Whether we are in a bear market or not, it could be prudent for investors to exercise caution. One way to do that is to be sure they are not holding the riskiest stocks.

There are a number of ways risks could be defined in the stock market. We chose a quantitative approach. We defined the riskiest stocks as those with cash flow growth that is below average, who are overvalued based on the EV/EBITDA ratio and whose stock prices have lagged the broad market over the past six months.

Before identifying stocks that are vulnerable in a bear market, let’s look at why we selected those three factors.

Cash flow is the lifeline of a company. Without sufficient cash flow a company will be unable to maintain operations. Even if cash flow supports operations, it might not be enough to allow for the company to invest in operations. Or, it might not be enough to permit management to reward share holders with dividend increases or share buy backs.
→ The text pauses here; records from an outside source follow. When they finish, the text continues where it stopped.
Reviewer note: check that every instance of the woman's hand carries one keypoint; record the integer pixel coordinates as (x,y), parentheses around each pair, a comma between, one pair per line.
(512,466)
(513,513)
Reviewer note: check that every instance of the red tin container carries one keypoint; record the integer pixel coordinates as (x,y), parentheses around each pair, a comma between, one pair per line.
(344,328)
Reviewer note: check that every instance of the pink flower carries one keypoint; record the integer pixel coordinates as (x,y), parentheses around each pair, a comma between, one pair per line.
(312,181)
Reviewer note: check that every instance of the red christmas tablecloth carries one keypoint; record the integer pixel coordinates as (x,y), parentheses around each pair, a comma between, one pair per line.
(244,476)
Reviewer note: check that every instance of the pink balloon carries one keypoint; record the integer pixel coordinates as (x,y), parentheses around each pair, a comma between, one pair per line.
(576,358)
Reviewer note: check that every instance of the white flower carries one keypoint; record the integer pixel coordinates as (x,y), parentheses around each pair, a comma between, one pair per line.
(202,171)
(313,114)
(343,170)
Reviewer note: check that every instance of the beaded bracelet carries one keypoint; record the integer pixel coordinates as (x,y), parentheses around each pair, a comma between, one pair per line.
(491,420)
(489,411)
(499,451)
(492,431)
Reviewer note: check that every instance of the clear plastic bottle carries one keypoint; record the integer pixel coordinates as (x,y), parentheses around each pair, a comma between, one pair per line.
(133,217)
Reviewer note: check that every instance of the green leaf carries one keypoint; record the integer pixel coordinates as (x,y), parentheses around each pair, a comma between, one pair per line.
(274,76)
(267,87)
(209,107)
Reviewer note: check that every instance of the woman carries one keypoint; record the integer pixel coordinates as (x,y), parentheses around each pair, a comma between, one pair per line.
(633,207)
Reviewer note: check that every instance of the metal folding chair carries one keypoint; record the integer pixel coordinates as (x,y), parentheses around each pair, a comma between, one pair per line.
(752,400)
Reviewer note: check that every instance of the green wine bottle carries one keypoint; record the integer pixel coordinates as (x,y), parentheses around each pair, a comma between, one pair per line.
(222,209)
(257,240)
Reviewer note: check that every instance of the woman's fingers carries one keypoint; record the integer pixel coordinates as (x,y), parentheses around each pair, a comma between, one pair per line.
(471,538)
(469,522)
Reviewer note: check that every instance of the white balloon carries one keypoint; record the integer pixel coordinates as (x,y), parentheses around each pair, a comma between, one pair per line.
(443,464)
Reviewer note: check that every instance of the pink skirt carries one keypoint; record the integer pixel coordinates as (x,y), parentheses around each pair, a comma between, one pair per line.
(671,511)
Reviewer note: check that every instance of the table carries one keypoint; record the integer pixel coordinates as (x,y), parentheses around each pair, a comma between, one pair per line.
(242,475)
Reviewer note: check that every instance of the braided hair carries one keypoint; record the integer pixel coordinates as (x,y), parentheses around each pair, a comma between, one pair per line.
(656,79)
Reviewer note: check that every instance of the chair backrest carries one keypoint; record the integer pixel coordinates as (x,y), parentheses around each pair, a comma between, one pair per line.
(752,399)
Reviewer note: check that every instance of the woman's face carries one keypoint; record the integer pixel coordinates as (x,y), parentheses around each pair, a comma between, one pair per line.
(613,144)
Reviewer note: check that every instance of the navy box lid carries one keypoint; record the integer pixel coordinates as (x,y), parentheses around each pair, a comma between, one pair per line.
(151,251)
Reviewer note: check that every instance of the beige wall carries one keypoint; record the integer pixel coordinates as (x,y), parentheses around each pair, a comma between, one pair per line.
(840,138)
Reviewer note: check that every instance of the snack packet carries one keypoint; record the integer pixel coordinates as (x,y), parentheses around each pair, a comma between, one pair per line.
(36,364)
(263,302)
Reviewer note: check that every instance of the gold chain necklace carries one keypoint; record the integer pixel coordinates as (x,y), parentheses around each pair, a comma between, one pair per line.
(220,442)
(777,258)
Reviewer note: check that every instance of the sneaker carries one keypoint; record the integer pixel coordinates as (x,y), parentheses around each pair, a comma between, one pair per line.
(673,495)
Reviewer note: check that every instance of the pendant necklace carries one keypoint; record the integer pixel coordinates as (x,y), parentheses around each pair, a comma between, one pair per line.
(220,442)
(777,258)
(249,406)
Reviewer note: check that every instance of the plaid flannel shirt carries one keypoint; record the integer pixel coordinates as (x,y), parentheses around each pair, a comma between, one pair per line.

Because cash flow is so important, it can be considered the most important fundamental measure of a company.

EV/EBITDA is the enterprise value (EV) to earnings before interest, taxes, depreciation and amortization (EBITDA) ratio. It includes a great deal of information and could be among the best ways to measure value.

At least that was the conclusion the authors of an upcoming paper reached. Two researchers and money managers, Wesley Gray and Jack Vogel, will be publishing “Analyzing Valuation Measures: A Performance Horse-Race Over the Past 40 Years” in the Journal of Portfolio Management.

They have already shared their results in a book, Quantitative Value. In the book, they found that the EV/EBITDA has historically been the best performing metric and outperforms many investor favorites including the price to earnings (P/E) ratio and the price to sales (P/S) ratio.

Their study looked at the period from July 1, 1971 until December 31, 2010. Some results are summarized below.

average annual return

Digging Deeper Into Valuation

One reason the EV/EBITDA ratio may not be as popular as other tools is because it does involve more research to calculate.

The enterprise value of a company is a comprehensive measure of its market value. To calculate EV, you start with a company’s stock market capitalization (the number of shares times the market price). You then add the total amount of debt the company issued at current market value and subtract the amount of cash and cash equivalents they have on the balance sheet.


This would represent the total cost of acquiring a company since a new owner would be acquiring the debt as well as the equity. Cash is subtracted in the calculation because it could be used to, at least partially, finance the purchase.

EBITDA is found by adding the expenses associated with interest, taxes, depreciation and amortization to the amount of net income.

EBITDA shows the performance of a company independent of the performance of its decisions related to taxes and capital structure. Earnings, for example, are reduced in some companies through tax strategies or by issuing debt to fund growth. EBITDA neutralizes the effect of those actions.

This ratio is available at a number of sites, including popular research sites like Yahoo and Google.

This ratio is used in practice like any other valuation metric. Low values are generally considered to be better than higher values.

This means that if you are comparing possible investment opportunities, it can be best to consider the one with the lowest EV/EBITDA ratio as long as the opportunities are in the same industry.

Finally, we used the stock price as a filter for a company’s prospects. If the stock price fails to keep up with the market, investors has a group have a dim view of the company’s prospects. That is especially important right now as the market appears to be vulnerable to a steep sell off.

Putting It All Together

We searched for the weakest stocks in the S&P 500 Index and this screen identified five:

  • Brighthouse Financial Inc (Nasdaq: BHF)
  • E*TRADE Financial Corp (Nasdaq: ETFC)
  • Jefferies Financial Group Inc (NYSE: JEF)
  • Macerich Co (NYSE: MAC)
  • Monster Beverage Corp (Nasdaq: MNST)

One way investors can use this information is to avoid these stocks or to sell their positions in these stocks if they own them.

Another way to use this information is as a trading strategy. Investors could buy put options on these stocks to potentially benefit from declines in these companies.

A put option provides buyers the right, but not the obligation, to sell 100 shares of the stock at a predetermined price for a predetermined amount of time. The maximum loss when buying puts is the amount of money required to open the trade in a cash account.

If the stocks decline, the put options should increase in value, delivering a profit in a declining market. This could be useful to investors looking to offset losses in core holdings or seeking to profit from the market weakness.

Now is an ideal time to develop and implement bearish trading strategies. Waiting for the official beginning of the bear market will require suffering significant losses. Acting before then could create profit opportunities for investors.